Nick: I agree, the top half of the tank belongs to the betta, which is why I have tank region on the chart, because it should be always taken into account before choosing possible tank mates.
Lol, by the time I add all these fishies I might as well set up a website with code to compare the fishes by instead of a simple chart. 

LittleBetta: I'm trying to avoid putting nipping fish on the chart. I think the current tetras and other fish on the chart only nip when kept in poor conditions, like space or not enough fish in their shoal. 
Eh, fish stores don't always have the best in mind for their fish. The local Petsmart has divided their tanks into five gallon sections and have the same amount of fish per division as before, meaning its twice as crowded.


----------



## trahana (Dec 28, 2015)

Didn't realize this had gotten to be two pages while I was away :'D 

Russel: I just added a few sentences of warning, and hopefully those remind people of possibilities. I probably won't add a complete chart of all the totally unsuitable fish, since that list would be Very long. 
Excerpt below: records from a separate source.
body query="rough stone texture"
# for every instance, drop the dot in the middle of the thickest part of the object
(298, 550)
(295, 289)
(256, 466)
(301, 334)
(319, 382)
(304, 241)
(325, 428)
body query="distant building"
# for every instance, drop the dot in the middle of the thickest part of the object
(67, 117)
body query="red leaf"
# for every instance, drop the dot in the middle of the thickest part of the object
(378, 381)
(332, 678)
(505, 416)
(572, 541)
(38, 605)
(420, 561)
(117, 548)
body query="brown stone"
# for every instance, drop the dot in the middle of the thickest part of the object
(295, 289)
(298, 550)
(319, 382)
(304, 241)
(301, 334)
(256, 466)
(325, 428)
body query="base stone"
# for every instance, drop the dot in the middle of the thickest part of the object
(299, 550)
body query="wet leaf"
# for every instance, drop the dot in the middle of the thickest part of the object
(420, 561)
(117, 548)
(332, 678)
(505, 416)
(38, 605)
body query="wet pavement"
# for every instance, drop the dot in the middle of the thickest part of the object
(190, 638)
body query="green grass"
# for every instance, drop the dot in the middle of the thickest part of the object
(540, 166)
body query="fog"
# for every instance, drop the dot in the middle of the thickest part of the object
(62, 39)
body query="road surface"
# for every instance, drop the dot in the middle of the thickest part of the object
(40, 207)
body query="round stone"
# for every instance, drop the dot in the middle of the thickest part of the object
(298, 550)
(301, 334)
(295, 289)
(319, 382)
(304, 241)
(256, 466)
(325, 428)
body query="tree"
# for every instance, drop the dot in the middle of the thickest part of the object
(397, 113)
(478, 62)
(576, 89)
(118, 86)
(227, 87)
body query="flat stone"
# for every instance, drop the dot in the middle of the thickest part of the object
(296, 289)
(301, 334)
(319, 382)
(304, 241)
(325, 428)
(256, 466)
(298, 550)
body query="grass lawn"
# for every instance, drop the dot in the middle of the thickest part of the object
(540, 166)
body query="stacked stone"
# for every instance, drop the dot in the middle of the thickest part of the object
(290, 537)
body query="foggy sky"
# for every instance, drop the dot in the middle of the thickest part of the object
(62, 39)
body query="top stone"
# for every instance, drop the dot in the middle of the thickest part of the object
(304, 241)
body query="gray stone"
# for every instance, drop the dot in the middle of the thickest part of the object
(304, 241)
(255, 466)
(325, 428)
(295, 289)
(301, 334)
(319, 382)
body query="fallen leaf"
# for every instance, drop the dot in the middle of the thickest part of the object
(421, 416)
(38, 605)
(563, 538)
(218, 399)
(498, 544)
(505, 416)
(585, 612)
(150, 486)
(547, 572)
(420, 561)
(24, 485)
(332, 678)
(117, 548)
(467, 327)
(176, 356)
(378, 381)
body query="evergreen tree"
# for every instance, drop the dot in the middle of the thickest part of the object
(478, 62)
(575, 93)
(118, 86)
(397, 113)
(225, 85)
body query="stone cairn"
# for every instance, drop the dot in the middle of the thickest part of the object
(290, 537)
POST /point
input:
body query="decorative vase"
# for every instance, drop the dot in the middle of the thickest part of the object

Everyone else: Thanks for your input! I really appreciate all the feedback.


----------



## RussellTheShihTzu (Mar 19, 2013)

Too many for tank, not enough in shoal are not the only reason fish nip. They nip because they have a moving target. ;-) Actually, poor conditions often cause just the opposite: Lethargy and lack of interest.

While six is a minimum for a shoal usually the bigger the less chances of nipping behavior.
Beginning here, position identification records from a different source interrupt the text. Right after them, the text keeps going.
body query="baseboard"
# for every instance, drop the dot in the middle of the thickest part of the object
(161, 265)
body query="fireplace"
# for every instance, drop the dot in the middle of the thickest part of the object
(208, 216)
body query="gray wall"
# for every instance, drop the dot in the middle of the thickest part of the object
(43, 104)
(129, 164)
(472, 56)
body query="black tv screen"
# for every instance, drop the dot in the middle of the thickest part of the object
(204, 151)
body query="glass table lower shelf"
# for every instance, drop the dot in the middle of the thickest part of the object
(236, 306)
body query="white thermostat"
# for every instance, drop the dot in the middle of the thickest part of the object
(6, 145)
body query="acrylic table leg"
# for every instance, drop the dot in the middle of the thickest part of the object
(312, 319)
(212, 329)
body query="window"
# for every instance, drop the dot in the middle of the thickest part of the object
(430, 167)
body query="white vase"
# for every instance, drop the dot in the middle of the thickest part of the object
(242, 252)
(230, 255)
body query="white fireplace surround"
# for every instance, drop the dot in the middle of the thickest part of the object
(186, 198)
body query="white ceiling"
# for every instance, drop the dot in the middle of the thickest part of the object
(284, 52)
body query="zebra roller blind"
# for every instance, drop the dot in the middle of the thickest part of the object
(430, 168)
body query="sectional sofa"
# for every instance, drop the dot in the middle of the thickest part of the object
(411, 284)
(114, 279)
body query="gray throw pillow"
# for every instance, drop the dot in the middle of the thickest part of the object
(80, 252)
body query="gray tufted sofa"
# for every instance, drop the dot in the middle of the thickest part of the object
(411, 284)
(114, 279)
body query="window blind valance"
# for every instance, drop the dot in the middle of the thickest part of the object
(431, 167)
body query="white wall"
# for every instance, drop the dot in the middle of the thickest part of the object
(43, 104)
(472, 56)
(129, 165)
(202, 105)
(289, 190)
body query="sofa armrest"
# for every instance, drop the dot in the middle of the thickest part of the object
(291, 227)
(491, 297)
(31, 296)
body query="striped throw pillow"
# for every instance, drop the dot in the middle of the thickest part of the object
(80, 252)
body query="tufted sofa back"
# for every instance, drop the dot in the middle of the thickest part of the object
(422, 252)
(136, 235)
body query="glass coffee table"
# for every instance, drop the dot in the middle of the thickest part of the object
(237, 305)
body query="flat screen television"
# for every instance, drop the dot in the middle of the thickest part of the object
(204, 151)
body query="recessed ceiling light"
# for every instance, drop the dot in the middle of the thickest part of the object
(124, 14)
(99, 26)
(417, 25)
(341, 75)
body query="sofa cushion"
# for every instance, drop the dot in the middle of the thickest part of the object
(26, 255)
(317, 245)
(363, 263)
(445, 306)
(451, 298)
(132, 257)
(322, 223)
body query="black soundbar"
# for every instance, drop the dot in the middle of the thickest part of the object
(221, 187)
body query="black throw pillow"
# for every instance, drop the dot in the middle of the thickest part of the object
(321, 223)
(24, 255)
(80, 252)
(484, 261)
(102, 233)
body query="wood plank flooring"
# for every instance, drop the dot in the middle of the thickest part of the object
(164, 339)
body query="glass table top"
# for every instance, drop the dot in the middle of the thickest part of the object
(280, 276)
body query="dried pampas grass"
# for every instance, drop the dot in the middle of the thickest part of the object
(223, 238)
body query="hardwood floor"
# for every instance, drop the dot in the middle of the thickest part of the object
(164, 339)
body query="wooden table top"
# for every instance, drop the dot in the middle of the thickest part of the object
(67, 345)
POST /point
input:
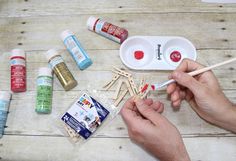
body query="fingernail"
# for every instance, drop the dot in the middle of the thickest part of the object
(137, 99)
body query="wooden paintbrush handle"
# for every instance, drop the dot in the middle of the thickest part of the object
(196, 72)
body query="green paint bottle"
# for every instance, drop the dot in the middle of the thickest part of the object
(44, 91)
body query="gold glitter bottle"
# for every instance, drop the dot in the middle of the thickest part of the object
(60, 69)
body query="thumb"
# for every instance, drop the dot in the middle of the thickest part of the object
(147, 112)
(186, 80)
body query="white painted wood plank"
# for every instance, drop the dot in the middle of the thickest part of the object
(22, 8)
(100, 70)
(23, 120)
(42, 33)
(31, 148)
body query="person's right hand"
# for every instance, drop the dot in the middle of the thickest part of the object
(203, 94)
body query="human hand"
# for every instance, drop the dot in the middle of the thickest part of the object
(148, 128)
(203, 93)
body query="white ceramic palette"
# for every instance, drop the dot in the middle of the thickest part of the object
(156, 52)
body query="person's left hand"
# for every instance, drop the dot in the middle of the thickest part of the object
(148, 128)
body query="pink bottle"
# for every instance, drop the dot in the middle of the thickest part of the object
(107, 30)
(18, 71)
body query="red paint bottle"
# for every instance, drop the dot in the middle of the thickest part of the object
(107, 29)
(18, 71)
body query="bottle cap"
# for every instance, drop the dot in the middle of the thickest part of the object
(91, 22)
(65, 34)
(4, 95)
(17, 52)
(45, 71)
(51, 53)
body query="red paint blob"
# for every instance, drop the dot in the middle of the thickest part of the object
(144, 88)
(138, 54)
(175, 56)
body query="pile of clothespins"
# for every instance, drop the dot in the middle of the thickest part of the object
(128, 80)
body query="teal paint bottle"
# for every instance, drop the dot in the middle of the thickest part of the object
(72, 44)
(4, 106)
(44, 91)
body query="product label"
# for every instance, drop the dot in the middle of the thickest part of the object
(109, 30)
(56, 60)
(44, 94)
(85, 115)
(18, 74)
(17, 61)
(75, 49)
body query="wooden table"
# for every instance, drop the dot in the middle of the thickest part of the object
(35, 26)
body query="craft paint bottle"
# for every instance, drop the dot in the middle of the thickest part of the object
(18, 71)
(60, 69)
(4, 106)
(107, 29)
(44, 91)
(76, 50)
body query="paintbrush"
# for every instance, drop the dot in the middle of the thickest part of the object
(193, 73)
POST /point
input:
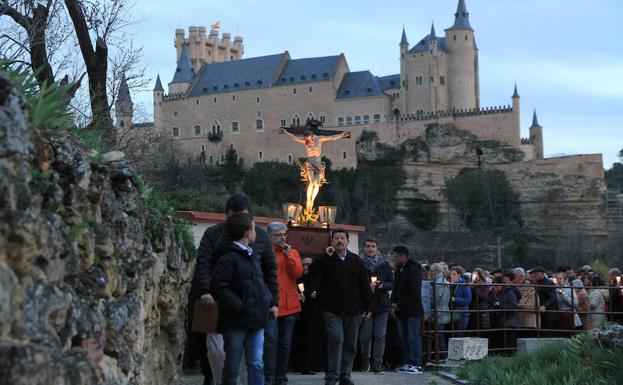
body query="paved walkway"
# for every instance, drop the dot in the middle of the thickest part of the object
(389, 378)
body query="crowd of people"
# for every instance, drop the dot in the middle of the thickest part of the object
(278, 311)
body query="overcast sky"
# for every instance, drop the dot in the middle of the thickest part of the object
(565, 55)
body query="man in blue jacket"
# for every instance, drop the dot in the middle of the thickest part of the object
(407, 303)
(375, 318)
(244, 301)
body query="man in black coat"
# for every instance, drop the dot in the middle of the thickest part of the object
(549, 301)
(342, 286)
(407, 304)
(213, 244)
Currently I have in my Betta-based, heavily-planted community tanks:

Habrosus, Pygmy and Hastus Cory
Ember Tetra (a better choice than Neon)
Neon Tetra
Green Neon Tetra (not as nippy as Neon)
Chili Rasbora
Celestial Pearl Danio
Dario Dario/Scarlet Badis
Dario hysginon
Espei Rasbora (some nipping)
Ruby Tetra
Sundadanio axelrodi
Oto
Dwarf Orange Crayfish (CPO)
Neocardinina Shrimp
Vampire Shrimp
Bamboo Shrimp
African Dwarf Frogs

Except for the Neons I've not had any nipping problems


----------



## trahana (Dec 28, 2015)

Russel: I know what you mean about moving targets, I have five black skirt tetras, and one, just one, _Loves _nipping the fins of the others. The others do it somewhat, but when the fins have noticeable nips out of them, its always that one little trouble maker.
What I mean by poor condition is anything outside normal, not just water quality.  But its good to now that more usually means less nipping. 

Thanks for the list, I'm starting to wonder why most sites say neon tetras are a good Betta tank mate if they so often nip.


----------



## Sadist (Jan 1, 2015)

I'm guessing they just look at tank parameters and fish size when they say things like that!


----------



## Dalloway (Apr 13, 2014)

One thing I've noticed is that you grouped all the corydoras into one. I would recommend separating them by species because the corydoras genus has near 400 species and not all of them have the same pH/temperature/size. In fact, most of the species I've kept have had a pH range of ~5-7. Even my Panda and cw010 (orange or yellow laser I think they're called) should be kept in a max pH of low/mid 7ish.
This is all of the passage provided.